The Top Five Hours where 'Share Post' got Most Points:
    23:00 EST (UTC-05) or 06:00 EET/our time (UTC+02):    42.39 average points per post
    12:00 EST (UTC-05) or 19:00 EET/our time (UTC+02):    41.69 average points per post
    22:00 EST (UTC-05) or 05:00 EET/our time (UTC+02):    40.35 average points per post
    00:00 EST (UTC-05) or 07:00 EET/our time (UTC+02):    37.84 average points per post
    18:00 EST (UTC-05) or 01:00 EET/our time (UTC+02):    36.31 average points per post


The result shows that four out of the top 5 hours (6:00, 05:00, 07:00 and 01:00 EET) are at night or early morning at our time zone, which falls into the timeframe of 18:00 - 00:00 EST. This **implies that `share_posts` are more popular among users from North America**, and it has a **much higher chance of getting more points or upvotes during the evening to midnight timeframe at the EST time zone**. We also noticed that the differences in average points between the top 5 hours are smaller compared to those of average comments.

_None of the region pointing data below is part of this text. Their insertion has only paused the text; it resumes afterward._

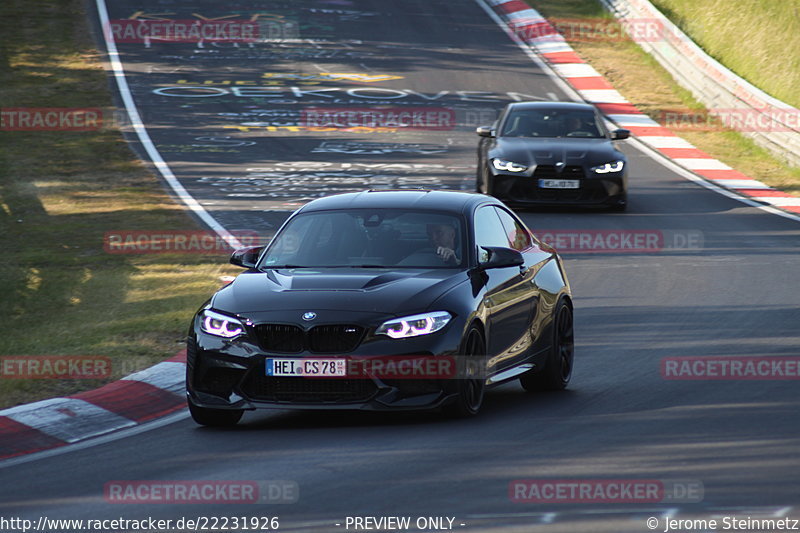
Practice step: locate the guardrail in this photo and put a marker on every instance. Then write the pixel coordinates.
(771, 123)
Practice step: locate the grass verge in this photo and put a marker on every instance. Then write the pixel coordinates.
(646, 84)
(759, 41)
(60, 193)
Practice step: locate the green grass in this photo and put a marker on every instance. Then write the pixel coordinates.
(639, 77)
(758, 40)
(59, 193)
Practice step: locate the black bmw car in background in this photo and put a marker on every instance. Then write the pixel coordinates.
(355, 286)
(552, 153)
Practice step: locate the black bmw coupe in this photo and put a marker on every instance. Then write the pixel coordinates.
(383, 300)
(551, 153)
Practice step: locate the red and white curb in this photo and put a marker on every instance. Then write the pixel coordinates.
(524, 22)
(135, 399)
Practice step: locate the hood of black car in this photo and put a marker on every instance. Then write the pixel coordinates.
(550, 151)
(336, 289)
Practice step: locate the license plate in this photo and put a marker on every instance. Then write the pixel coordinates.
(559, 184)
(309, 367)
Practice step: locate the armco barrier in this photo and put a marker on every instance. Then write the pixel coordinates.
(711, 83)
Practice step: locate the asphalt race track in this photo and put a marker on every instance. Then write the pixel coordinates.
(230, 119)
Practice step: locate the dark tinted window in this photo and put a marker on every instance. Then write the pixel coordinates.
(376, 238)
(518, 236)
(551, 123)
(489, 231)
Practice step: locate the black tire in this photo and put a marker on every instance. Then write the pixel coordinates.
(215, 417)
(558, 369)
(470, 391)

Unlike the average of number points, **the average number of comments seems to be more equally contributed by users from both North America and Europe** at their active hours. Additionally, users from these two continents appear to share an equal interest in `ask_posts`.

## Conclusion
In this project, we analyzed the data of Hacker News posts to study which type of posts and its submission time has an average higher number of comments. We found that **`Ask HN` has a slightly higher number of comments** and receives the **most comments at the submission time of 15:00 EST**, which **equivalents to 22:00 EET at our time zone**. On the other hand, the **`Share HN` posses a higher average number of points** with the top hours of gaining points at **23:00 EST or 06:00 EET**.

This result serves as a useful guide for us to submit our posts, either `Ask HN` or `Share HN`, on Hacker News with a higher chance of gaining a high level of attention.